Electrek Green Energy Brief: A daily technical, financial, and political review/analysis of important green energy news.
National Grid to trial solar, wind in frequency response markets next year – Within the document National Grid said it wanted to trial a market which could enable providers of frequency response that are incapable of forecasting or controlling their availability, paying specific mention to solar and wind generators. In the case of solar power, you know when you’ll be producing electricity. If you’ve got a large area, you can deliver a percentage of your potential production – as a safety margin – and offer a fairly consistent daytime service. After getting excited with Tesla’s battery offering super fast grid services, this offering makes me think there’s a growing movement for renewables to up their revenue generation ability.
Victoria regulator proposes 29c/kWh (US22c/kWh) solar export tariff in peak period – Wow. It will come into effect for the hours of 3pm to 9pm each weak day. The “shoulder” tariff – from 7am to 3pm, and from 9pm to 10pm, – will be 10.3c/kWh, while the off-peak tariff- from 8pm to 7am – will be 7.2c/kWh. That’s going to get a decent amount of solar installed, it’ll make people tilt their solar panels we west and its going to get a WHOLE LOT of batteries installed and running.
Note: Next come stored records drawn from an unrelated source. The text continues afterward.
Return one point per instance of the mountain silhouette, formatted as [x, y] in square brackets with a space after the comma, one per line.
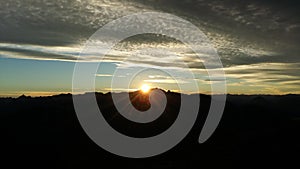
[255, 130]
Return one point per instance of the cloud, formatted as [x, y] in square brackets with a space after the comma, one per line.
[103, 75]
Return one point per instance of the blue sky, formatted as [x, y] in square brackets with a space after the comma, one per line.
[257, 41]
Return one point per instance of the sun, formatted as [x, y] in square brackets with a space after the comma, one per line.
[145, 88]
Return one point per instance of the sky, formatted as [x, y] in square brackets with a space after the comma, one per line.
[257, 41]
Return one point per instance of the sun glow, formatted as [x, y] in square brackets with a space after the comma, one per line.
[145, 88]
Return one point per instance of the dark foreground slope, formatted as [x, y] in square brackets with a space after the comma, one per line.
[254, 131]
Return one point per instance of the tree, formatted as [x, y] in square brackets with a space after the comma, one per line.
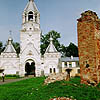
[45, 40]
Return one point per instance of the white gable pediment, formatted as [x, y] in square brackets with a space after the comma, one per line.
[30, 50]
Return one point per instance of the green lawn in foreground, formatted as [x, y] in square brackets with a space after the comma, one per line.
[33, 89]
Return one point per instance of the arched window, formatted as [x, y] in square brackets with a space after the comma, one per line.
[54, 70]
[35, 17]
[25, 17]
[50, 70]
[30, 16]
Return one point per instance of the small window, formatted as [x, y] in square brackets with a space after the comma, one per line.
[70, 64]
[87, 65]
[35, 17]
[30, 16]
[78, 70]
[25, 17]
[50, 70]
[54, 70]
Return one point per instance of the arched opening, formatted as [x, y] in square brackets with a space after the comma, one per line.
[50, 70]
[54, 70]
[30, 68]
[30, 16]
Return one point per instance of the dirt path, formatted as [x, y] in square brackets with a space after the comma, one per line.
[13, 80]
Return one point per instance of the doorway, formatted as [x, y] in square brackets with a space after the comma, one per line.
[30, 68]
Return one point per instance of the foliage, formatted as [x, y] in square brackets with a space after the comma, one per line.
[12, 76]
[33, 89]
[71, 50]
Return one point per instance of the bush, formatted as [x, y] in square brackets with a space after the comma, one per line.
[12, 76]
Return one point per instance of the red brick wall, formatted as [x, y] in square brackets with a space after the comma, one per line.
[89, 47]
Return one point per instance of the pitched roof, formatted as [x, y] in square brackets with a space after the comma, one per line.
[69, 59]
[51, 48]
[31, 6]
[9, 48]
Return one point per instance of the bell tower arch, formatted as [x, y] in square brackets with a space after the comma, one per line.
[30, 37]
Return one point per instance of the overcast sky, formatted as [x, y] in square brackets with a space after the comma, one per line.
[58, 15]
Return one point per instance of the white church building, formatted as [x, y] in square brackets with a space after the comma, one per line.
[30, 35]
[30, 61]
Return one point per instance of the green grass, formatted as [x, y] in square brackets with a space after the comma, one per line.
[11, 77]
[34, 89]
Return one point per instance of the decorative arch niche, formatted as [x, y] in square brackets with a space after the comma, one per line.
[30, 16]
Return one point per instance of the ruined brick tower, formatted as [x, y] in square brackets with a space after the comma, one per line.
[88, 28]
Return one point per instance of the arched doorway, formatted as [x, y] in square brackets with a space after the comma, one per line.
[30, 68]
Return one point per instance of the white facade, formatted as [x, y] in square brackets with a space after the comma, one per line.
[30, 35]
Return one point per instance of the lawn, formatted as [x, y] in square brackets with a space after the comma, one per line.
[34, 89]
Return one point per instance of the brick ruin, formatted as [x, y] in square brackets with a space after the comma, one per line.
[88, 28]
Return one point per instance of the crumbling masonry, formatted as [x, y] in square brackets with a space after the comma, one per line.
[88, 28]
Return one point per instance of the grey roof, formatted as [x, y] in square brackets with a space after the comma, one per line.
[9, 48]
[31, 6]
[51, 48]
[66, 59]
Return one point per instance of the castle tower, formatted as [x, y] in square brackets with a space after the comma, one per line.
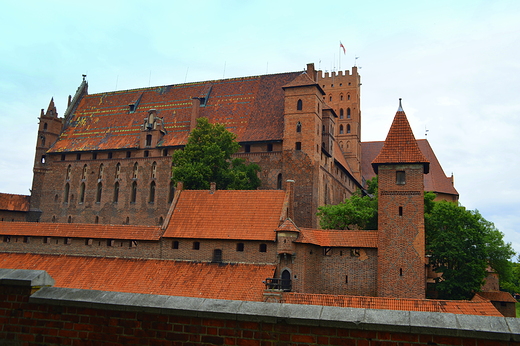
[401, 254]
[49, 129]
[343, 96]
[302, 143]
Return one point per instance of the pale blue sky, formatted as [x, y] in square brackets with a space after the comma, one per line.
[455, 64]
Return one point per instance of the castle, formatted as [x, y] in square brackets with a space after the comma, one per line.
[102, 194]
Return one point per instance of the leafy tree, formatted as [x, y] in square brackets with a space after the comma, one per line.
[461, 243]
[207, 158]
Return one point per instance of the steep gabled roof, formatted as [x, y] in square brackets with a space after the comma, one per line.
[250, 107]
[405, 304]
[400, 145]
[187, 279]
[227, 214]
[338, 238]
[12, 202]
[80, 230]
[435, 181]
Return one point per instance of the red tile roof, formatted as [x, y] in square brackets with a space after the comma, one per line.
[14, 202]
[448, 306]
[227, 214]
[79, 230]
[338, 238]
[400, 145]
[435, 181]
[187, 279]
[495, 296]
[250, 107]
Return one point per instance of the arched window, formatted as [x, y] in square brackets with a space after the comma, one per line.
[118, 170]
[98, 192]
[84, 174]
[136, 168]
[133, 196]
[66, 193]
[116, 192]
[152, 192]
[82, 193]
[154, 170]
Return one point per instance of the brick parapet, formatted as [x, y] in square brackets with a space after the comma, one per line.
[55, 315]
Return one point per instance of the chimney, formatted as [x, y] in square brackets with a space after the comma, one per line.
[289, 188]
[311, 71]
[195, 108]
Silfab, Morgan Solar JV plans large-scale production in Canada – In the new modules, which are currently being manufactured for test projects expected to be rolled out next year, 62% less silicon is being used, John Paul Morgan, CTO of Morgan Solar tells pv magazine in an interview. This could go up to 80%, he says. Performance will be slightly reduced, he adds, but will pale in comparison to the cost savings. “Reduced cells and silicon use per-module can reduce overall module costs by as much as 30 percent,” said the two companies in a statement released earlier. I like seeing concentrating solar power being tested. Up to 80% silicon savings in a panel with slightly lower efficiency – it might make sense in large-scale installations. What’s the thinnest we can cut a solar cell and make it produce? What’s the thinnest we can make optics that redirect photons?
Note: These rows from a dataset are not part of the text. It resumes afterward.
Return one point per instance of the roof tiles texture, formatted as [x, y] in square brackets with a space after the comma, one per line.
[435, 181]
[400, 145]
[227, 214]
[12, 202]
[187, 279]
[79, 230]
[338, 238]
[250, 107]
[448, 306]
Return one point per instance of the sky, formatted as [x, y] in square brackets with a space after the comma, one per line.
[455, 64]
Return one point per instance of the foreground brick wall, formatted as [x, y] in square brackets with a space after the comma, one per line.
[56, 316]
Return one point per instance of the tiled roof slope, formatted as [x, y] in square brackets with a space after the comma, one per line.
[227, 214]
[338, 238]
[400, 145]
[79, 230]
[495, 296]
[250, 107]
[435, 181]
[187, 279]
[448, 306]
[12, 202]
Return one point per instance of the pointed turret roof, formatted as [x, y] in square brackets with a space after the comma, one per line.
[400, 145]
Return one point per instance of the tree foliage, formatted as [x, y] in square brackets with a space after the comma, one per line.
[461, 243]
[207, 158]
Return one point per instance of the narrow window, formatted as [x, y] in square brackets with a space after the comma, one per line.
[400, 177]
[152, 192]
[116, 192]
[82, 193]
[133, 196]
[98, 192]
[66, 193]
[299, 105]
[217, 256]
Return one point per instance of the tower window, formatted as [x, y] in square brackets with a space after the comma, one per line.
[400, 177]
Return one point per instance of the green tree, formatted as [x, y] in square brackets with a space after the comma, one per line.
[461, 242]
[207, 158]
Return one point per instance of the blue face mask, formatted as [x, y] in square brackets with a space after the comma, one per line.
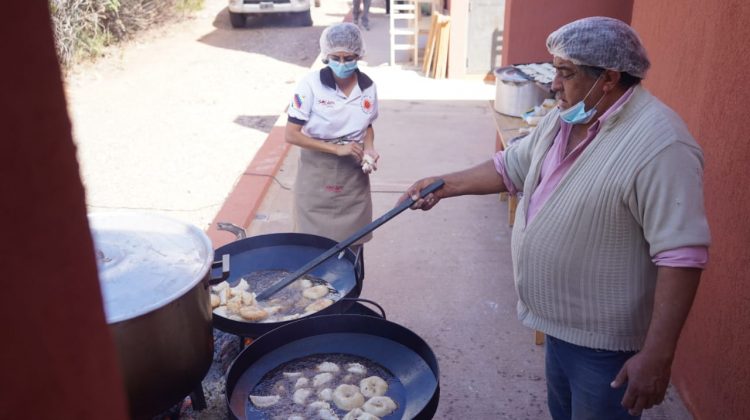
[342, 71]
[577, 113]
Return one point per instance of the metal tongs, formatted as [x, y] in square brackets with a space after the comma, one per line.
[264, 295]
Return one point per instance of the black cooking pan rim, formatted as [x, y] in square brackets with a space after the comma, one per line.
[355, 324]
[253, 330]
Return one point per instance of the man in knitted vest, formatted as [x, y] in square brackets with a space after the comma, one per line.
[610, 236]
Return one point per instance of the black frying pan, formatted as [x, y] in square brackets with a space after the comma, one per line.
[390, 345]
[288, 251]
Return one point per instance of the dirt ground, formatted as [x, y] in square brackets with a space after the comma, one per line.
[169, 121]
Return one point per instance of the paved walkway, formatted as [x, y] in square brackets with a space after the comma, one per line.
[445, 274]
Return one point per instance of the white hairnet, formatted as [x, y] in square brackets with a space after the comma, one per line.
[342, 37]
[600, 42]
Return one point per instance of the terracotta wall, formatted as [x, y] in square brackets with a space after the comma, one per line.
[57, 359]
[528, 22]
[700, 67]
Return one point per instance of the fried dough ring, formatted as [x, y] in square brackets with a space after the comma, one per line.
[262, 401]
[315, 292]
[358, 414]
[322, 379]
[380, 406]
[347, 397]
[253, 313]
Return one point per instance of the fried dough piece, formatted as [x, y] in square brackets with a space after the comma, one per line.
[374, 386]
[380, 406]
[347, 397]
[253, 313]
[262, 401]
[315, 292]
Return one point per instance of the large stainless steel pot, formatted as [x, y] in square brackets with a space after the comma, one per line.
[154, 274]
[515, 93]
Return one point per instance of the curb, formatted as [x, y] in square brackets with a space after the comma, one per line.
[243, 202]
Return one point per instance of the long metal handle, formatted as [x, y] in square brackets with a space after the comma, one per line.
[348, 241]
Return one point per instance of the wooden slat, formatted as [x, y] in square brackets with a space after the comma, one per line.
[441, 66]
[428, 57]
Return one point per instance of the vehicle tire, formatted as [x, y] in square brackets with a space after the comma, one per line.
[237, 19]
[303, 18]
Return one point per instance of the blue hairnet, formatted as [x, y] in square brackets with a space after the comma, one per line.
[342, 37]
[600, 42]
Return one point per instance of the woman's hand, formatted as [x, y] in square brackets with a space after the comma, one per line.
[354, 149]
[370, 161]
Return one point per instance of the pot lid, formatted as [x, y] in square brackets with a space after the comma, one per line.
[146, 261]
[511, 75]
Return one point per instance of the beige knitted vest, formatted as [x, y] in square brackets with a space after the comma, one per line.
[582, 267]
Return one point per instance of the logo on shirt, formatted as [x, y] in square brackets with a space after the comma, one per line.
[297, 101]
[367, 104]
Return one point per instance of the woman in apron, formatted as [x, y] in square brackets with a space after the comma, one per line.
[330, 119]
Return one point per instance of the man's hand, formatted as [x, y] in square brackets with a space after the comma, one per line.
[647, 378]
[421, 203]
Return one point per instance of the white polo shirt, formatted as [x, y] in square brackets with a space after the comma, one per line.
[327, 114]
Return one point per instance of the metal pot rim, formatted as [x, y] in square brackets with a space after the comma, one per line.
[146, 261]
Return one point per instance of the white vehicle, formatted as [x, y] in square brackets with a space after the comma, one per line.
[239, 10]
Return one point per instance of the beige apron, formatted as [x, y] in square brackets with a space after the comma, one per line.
[331, 196]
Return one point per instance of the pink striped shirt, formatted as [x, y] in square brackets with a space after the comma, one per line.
[556, 165]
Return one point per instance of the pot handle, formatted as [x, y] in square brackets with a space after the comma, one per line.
[380, 308]
[224, 263]
[359, 265]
Rick Perry’s fake grid crisis just got undermined by more grid experts – The basics: at the start of the new presidential term, Rick Perry was tasked with running the Department of Energy. Very early on, he pushed a power grid study suggesting that renewables and their incentives were forcing stable power sources off of the grid, and increasing instability. The report was leaked to the media. In the report we learned that grid stability was higher than ever, that natural gas was actually pushing hard on nuclear and coal, and that renewables were doing a great job. Perry then pivoted – it was more of a security concern that demanded ‘on site’ fuel storage to protect us. And only coal and nuclear offer that. Now, we’re at a point where FERC is considering its own grid stability analysis…after a failed attempt to impose billions in fees to pay coal operators. This report suggests its time to pay attention to the grid, as it’s evolving, but it’s not a place for welfare queens.
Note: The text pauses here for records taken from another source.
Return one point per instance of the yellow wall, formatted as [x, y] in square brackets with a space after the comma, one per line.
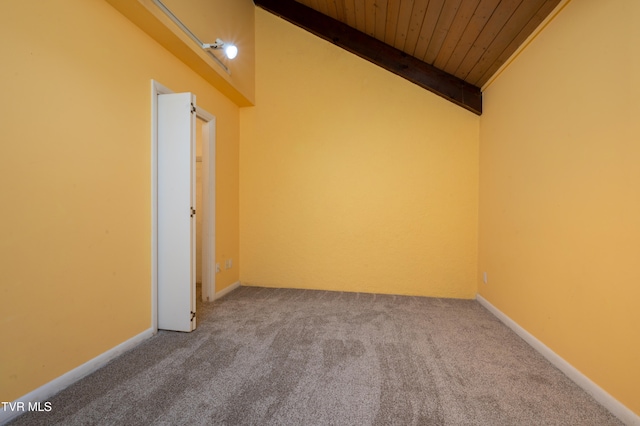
[75, 216]
[207, 20]
[352, 178]
[559, 214]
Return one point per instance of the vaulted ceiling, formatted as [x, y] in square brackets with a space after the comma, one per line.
[451, 47]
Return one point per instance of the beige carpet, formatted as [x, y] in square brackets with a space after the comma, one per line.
[299, 357]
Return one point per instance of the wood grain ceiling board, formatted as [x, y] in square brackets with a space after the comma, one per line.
[469, 39]
[376, 51]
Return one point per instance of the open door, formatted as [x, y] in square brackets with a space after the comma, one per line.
[176, 212]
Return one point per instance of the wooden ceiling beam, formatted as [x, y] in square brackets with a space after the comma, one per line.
[424, 75]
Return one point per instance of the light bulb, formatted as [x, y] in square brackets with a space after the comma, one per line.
[231, 51]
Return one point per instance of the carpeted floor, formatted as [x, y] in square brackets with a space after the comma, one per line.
[299, 357]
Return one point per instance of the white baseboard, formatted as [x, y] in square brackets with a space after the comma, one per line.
[226, 291]
[56, 385]
[610, 403]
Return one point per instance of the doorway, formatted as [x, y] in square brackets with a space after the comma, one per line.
[206, 132]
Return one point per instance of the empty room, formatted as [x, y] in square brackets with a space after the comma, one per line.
[415, 212]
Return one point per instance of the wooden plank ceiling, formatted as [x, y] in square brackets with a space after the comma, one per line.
[461, 41]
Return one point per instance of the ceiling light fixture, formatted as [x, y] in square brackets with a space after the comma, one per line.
[229, 49]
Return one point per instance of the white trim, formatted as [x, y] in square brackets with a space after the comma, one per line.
[227, 290]
[208, 204]
[156, 89]
[67, 379]
[209, 131]
[605, 399]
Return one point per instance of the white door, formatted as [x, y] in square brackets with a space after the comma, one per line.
[176, 212]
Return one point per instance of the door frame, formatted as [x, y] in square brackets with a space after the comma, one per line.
[208, 201]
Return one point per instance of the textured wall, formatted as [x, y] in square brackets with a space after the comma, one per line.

Yingli hit with new US$897.5 million polysilicon charge – According to Yingli: “On December 15, 2017, one of our subsidiaries received a notice of termination from one of such suppliers notifying the Company of its decision to terminate its long-term polysilicon supply contract with the Company with immediate effect and claiming US$897.5 million of payments due and payable by the Company under the contract.” Yingli acknowledges these challenges. Big money moving around. I’ve heard of big silicon deals going bad before – and the article notes a few examples – due to swings in commodity prices causing contracts to go way negative in value.